Sie sieht Stumpfs Kern-Idee in "einer ganzheitlichen Auffassung des Psychischen. Hier dürfte zuletzt auch ´der einheitliche Faden´ der wissenschaftlichen Lebensarbeit in der stark verzweigten Schriftstellerei namhaft zu machen sein, wie Stumpf sie in seiner Autobiografie andeutete."
Er schrieb: "So lässt sich in Hinsicht des Ding- oder Substanzbegriffs darauf hinweisen, dass wir in bestimmten Anschauungen die innige Durchdringung von Teilen eines Ganzen direkt wahrnehmen." Diese sinnliche Grundlage des Substanzbegriffs im Phänomen der Verschmelzung konsonanter Intervalle war auch Grundlage des Seelenbegriffs respektive der ´Einheit des Bewusstseins´...
Stumpf hat nie für sich in Anspruch genommen, ein allumfassendes Erklärungsprinzip entdeckt zu haben.
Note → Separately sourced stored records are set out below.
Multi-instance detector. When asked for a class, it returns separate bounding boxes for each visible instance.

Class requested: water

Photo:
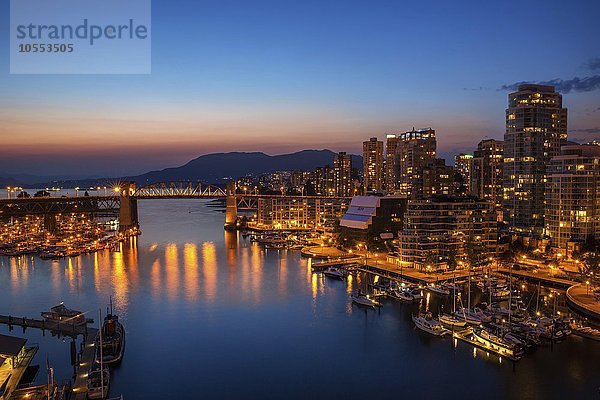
[0,200,600,400]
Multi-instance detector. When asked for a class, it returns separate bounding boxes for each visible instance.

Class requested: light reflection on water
[0,200,600,399]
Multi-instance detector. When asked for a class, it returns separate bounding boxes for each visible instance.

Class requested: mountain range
[0,150,362,188]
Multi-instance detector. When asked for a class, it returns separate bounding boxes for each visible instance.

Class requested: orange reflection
[279,257,288,297]
[202,242,217,302]
[150,259,161,297]
[112,246,129,314]
[183,243,199,301]
[165,243,179,300]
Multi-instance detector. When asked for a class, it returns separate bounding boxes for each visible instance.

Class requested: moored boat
[96,305,125,365]
[42,303,88,325]
[87,367,110,399]
[412,313,450,336]
[351,293,381,308]
[323,267,346,280]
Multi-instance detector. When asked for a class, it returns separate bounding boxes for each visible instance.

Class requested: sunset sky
[0,0,600,177]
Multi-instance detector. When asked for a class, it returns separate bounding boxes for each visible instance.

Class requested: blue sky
[0,0,600,176]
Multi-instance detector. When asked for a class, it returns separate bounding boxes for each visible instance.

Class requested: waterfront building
[469,139,504,209]
[255,197,350,230]
[340,196,407,242]
[313,165,336,196]
[363,137,384,193]
[396,128,437,198]
[396,196,498,272]
[333,151,354,196]
[545,145,600,255]
[385,134,399,193]
[502,84,567,236]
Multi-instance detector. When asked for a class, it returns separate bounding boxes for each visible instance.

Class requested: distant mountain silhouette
[132,150,362,185]
[14,150,362,188]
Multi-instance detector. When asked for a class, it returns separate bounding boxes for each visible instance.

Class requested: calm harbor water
[0,200,600,400]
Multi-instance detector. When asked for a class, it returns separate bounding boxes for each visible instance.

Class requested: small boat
[454,308,491,325]
[412,313,450,336]
[408,288,423,300]
[87,367,110,399]
[438,313,467,328]
[96,304,125,365]
[323,267,346,280]
[42,303,88,325]
[351,293,381,308]
[473,328,523,358]
[427,283,450,296]
[394,289,415,303]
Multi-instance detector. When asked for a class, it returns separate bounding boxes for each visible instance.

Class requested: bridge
[0,181,351,230]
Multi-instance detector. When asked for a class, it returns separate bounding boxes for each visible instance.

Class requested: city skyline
[0,1,600,177]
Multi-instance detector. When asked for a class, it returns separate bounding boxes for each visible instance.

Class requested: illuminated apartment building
[469,139,504,208]
[545,145,600,255]
[363,137,384,192]
[503,84,567,236]
[396,128,437,198]
[395,196,498,272]
[385,135,398,193]
[333,152,354,196]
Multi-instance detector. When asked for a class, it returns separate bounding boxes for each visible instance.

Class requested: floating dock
[73,328,98,400]
[0,315,90,338]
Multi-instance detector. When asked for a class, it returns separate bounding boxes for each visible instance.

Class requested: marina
[0,202,600,399]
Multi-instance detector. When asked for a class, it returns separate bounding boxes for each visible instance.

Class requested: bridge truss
[133,182,227,199]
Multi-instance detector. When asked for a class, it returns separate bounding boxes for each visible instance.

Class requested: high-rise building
[397,197,498,272]
[385,134,398,193]
[396,128,437,198]
[545,145,600,255]
[314,165,336,196]
[363,137,384,192]
[454,153,473,194]
[469,139,504,208]
[333,151,354,196]
[420,158,463,198]
[503,84,567,236]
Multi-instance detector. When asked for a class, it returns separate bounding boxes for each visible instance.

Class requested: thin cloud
[500,75,600,93]
[586,57,600,71]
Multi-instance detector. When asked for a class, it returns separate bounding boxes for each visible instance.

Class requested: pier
[0,315,91,338]
[498,268,577,289]
[0,315,98,400]
[452,328,521,361]
[73,328,98,400]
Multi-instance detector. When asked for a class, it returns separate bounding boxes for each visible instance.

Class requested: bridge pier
[44,214,56,233]
[119,182,140,231]
[225,181,237,230]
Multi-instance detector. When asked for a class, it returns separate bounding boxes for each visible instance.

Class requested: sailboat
[438,276,467,328]
[87,311,110,399]
[96,299,125,365]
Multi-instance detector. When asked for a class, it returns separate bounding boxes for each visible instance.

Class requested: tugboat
[42,303,93,325]
[96,300,125,366]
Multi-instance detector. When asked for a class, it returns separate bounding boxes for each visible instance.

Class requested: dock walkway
[0,315,90,337]
[498,268,577,289]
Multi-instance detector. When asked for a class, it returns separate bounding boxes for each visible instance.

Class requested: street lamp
[585,281,590,295]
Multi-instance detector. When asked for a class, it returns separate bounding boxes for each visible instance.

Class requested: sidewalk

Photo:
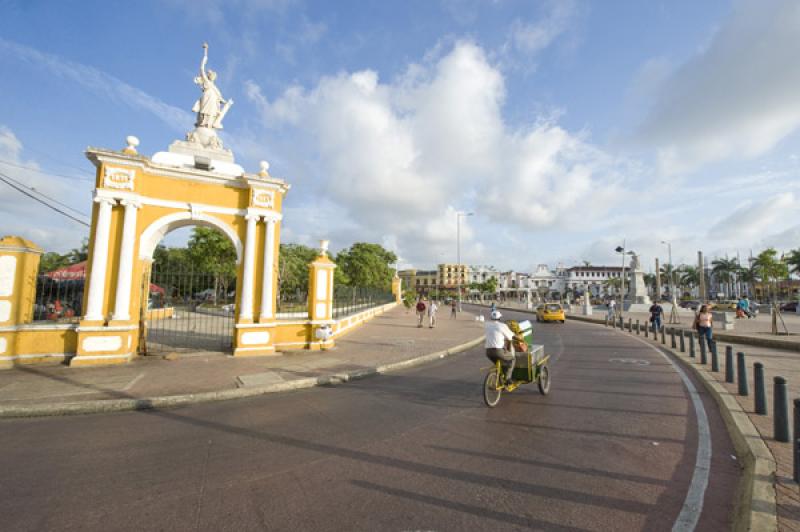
[0,307,483,417]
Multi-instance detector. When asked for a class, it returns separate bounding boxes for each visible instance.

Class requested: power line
[2,169,89,218]
[0,173,91,227]
[0,159,92,181]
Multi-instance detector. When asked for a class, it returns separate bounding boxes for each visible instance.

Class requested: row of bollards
[606,318,800,483]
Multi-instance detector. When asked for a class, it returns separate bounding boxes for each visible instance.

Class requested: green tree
[39,251,70,274]
[336,242,397,290]
[278,244,316,294]
[753,248,789,299]
[186,227,236,305]
[711,259,739,297]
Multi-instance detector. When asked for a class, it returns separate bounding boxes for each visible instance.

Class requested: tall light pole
[656,240,680,323]
[456,211,475,312]
[614,243,634,316]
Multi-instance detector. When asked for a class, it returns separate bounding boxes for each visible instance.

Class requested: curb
[0,335,485,418]
[568,309,800,351]
[574,316,778,532]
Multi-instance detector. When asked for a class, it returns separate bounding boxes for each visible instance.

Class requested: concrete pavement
[0,308,483,417]
[0,312,739,532]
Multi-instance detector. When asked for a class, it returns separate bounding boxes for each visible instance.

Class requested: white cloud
[0,37,194,133]
[639,0,800,174]
[245,42,621,262]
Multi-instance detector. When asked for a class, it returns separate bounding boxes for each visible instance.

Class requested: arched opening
[139,213,241,356]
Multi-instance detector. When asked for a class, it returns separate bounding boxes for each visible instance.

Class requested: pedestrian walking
[650,302,664,331]
[694,305,714,349]
[416,297,428,328]
[428,299,439,329]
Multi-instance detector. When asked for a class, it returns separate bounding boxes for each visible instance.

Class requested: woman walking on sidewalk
[694,305,714,349]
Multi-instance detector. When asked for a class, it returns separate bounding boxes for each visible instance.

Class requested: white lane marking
[634,338,711,532]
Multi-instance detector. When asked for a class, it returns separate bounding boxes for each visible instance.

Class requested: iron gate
[139,263,236,355]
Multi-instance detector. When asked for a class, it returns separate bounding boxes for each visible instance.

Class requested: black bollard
[725,345,734,382]
[772,377,789,442]
[711,342,719,371]
[697,334,708,364]
[792,399,800,482]
[736,351,750,395]
[753,362,768,416]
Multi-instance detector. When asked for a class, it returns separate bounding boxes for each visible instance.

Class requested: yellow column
[0,236,42,367]
[392,274,403,303]
[308,240,336,349]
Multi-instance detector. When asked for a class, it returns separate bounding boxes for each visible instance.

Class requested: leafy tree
[278,244,316,294]
[336,242,397,290]
[39,251,70,274]
[753,248,789,298]
[186,227,236,305]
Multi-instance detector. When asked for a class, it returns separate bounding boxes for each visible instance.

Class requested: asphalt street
[0,312,740,532]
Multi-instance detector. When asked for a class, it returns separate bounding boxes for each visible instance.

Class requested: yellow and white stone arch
[70,143,289,366]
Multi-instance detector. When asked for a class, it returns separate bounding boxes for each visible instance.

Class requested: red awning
[45,261,86,281]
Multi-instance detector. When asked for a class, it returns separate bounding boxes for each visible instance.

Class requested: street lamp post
[614,240,634,316]
[656,240,680,323]
[456,211,475,312]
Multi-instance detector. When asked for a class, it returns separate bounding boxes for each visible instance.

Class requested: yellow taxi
[536,303,566,323]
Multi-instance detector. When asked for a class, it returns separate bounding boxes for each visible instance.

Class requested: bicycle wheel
[536,364,550,395]
[483,369,503,408]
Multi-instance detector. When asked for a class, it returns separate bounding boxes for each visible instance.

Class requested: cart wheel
[537,364,550,395]
[483,369,503,408]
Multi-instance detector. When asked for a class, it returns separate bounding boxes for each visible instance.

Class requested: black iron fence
[140,263,236,354]
[333,285,394,319]
[33,275,84,323]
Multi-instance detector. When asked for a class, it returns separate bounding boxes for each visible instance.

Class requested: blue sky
[0,0,800,270]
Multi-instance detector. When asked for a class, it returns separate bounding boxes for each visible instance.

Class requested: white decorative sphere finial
[122,135,139,155]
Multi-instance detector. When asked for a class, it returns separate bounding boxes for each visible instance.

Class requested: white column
[260,219,275,319]
[84,197,117,321]
[239,214,260,320]
[114,200,141,321]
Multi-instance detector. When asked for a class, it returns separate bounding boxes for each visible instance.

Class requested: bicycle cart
[483,320,550,408]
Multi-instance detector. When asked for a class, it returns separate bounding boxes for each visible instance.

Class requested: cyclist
[485,310,515,382]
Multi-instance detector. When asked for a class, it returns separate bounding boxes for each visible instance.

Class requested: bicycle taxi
[483,320,550,408]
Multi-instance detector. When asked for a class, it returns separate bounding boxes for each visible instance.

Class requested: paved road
[0,312,739,531]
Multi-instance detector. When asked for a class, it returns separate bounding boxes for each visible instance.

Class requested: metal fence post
[792,399,800,482]
[725,345,734,382]
[753,362,768,416]
[772,377,789,442]
[697,334,708,364]
[709,341,719,371]
[736,351,750,395]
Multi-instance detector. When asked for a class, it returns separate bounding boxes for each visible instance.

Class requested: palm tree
[678,264,700,300]
[711,259,739,298]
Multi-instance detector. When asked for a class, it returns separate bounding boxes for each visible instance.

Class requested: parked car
[781,301,797,312]
[536,303,566,323]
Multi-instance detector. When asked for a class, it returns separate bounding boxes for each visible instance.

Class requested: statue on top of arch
[186,43,233,149]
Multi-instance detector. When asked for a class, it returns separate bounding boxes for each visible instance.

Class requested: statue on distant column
[192,43,233,129]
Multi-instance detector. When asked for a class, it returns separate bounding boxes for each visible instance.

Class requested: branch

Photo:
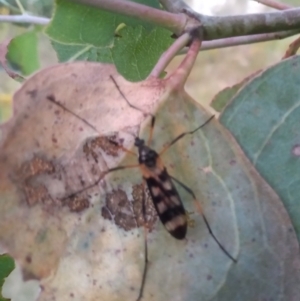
[200,29,300,51]
[193,8,300,40]
[159,0,191,13]
[0,15,50,25]
[76,0,300,40]
[75,0,189,34]
[149,32,191,77]
[254,0,293,10]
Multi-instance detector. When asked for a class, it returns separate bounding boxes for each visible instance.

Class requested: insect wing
[145,169,187,239]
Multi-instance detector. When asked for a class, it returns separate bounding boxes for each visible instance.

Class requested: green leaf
[0,254,15,301]
[0,62,300,301]
[46,0,172,81]
[211,71,260,112]
[6,30,39,75]
[220,56,300,241]
[112,26,172,81]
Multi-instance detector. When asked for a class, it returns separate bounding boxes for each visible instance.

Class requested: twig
[159,0,190,13]
[0,15,50,25]
[166,37,202,90]
[254,0,294,10]
[149,33,191,77]
[282,38,300,60]
[199,8,300,40]
[0,0,20,13]
[76,0,300,40]
[75,0,188,34]
[197,29,300,52]
[15,0,26,15]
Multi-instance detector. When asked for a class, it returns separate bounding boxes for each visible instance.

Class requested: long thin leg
[136,181,149,301]
[47,95,136,156]
[159,115,215,156]
[170,176,237,263]
[110,75,155,145]
[63,164,140,200]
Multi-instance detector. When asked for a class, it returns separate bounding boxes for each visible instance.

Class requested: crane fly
[47,75,237,301]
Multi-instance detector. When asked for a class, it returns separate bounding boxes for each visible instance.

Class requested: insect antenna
[152,115,237,263]
[110,75,156,145]
[170,176,237,263]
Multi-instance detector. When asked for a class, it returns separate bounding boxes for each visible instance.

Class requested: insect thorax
[134,138,158,168]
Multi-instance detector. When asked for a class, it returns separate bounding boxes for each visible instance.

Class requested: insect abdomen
[145,170,187,239]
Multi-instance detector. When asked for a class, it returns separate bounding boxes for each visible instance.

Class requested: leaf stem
[0,15,50,25]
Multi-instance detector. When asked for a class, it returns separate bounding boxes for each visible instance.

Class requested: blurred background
[0,0,299,121]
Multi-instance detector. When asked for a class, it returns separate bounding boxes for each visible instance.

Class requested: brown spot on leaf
[102,185,157,231]
[23,183,49,206]
[292,144,300,157]
[65,195,90,212]
[25,254,32,263]
[19,156,55,179]
[83,135,119,162]
[26,89,37,98]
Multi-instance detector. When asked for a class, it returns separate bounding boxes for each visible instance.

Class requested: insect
[48,76,237,301]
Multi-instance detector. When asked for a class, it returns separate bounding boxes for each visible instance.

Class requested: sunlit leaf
[0,62,300,301]
[221,56,300,239]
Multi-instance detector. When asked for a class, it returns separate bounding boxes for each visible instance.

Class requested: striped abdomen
[144,168,187,239]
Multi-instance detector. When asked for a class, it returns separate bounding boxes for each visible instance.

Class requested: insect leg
[170,176,237,263]
[110,75,155,145]
[136,181,149,301]
[159,115,215,156]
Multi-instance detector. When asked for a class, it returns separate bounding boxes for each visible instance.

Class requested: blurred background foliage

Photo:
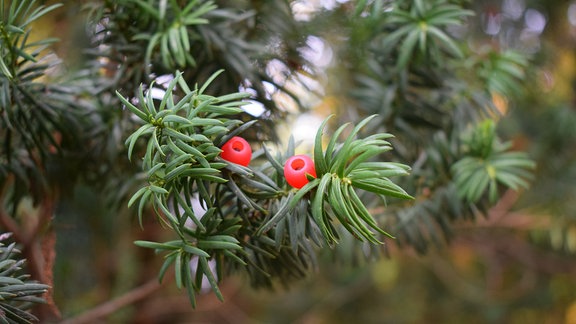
[0,0,576,323]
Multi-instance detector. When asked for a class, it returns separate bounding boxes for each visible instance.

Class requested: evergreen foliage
[0,0,568,322]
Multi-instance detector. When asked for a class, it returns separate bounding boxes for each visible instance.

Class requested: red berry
[220,136,252,166]
[284,155,316,189]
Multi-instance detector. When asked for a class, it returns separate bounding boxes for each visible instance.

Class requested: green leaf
[314,115,333,175]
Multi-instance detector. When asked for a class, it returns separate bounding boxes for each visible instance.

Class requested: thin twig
[61,279,162,324]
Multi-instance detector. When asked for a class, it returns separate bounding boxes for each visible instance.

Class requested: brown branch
[61,279,162,324]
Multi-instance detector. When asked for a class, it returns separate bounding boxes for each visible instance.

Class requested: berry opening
[290,159,306,171]
[232,141,244,152]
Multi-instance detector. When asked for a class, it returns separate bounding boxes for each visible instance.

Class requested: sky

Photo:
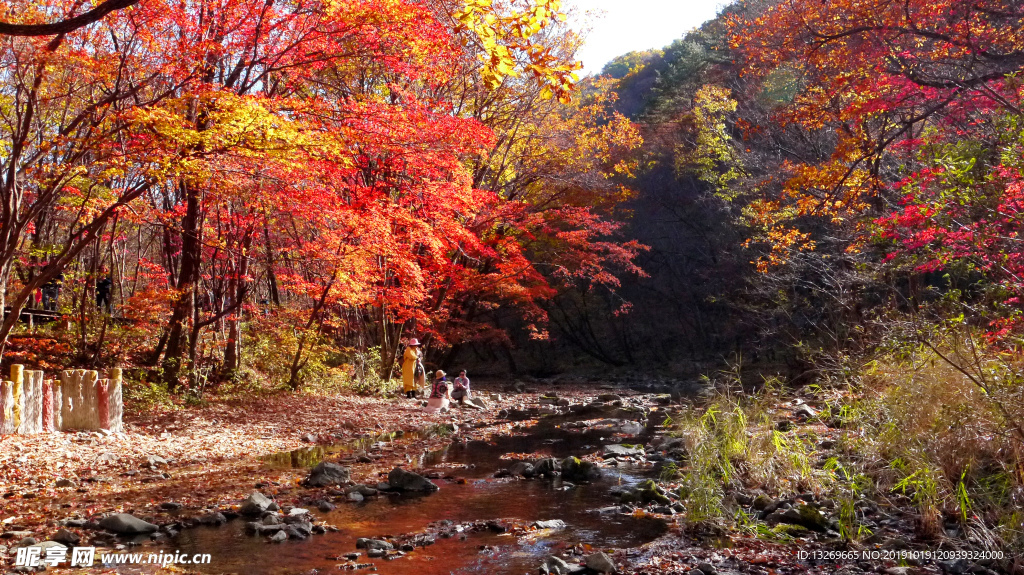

Mit einem Zitat aus einer Arbeit Wilhelm Diltheys stellte er seiner Autobiografie ein Motto voran, das andeutete, dass er zwar "Gänge angebohrt" habe, die "in die Tiefe führen", sich aber damit zufrieden gäbe, "auf der Wanderschaft zu sterben." Philosophen wie Psychologen haben die Chance, die Gänge weiterzuverfolgen ...
Erkenntnislehre
Stumpf, Carl (Eingeleitet von Margret Kaiser-el-Safti)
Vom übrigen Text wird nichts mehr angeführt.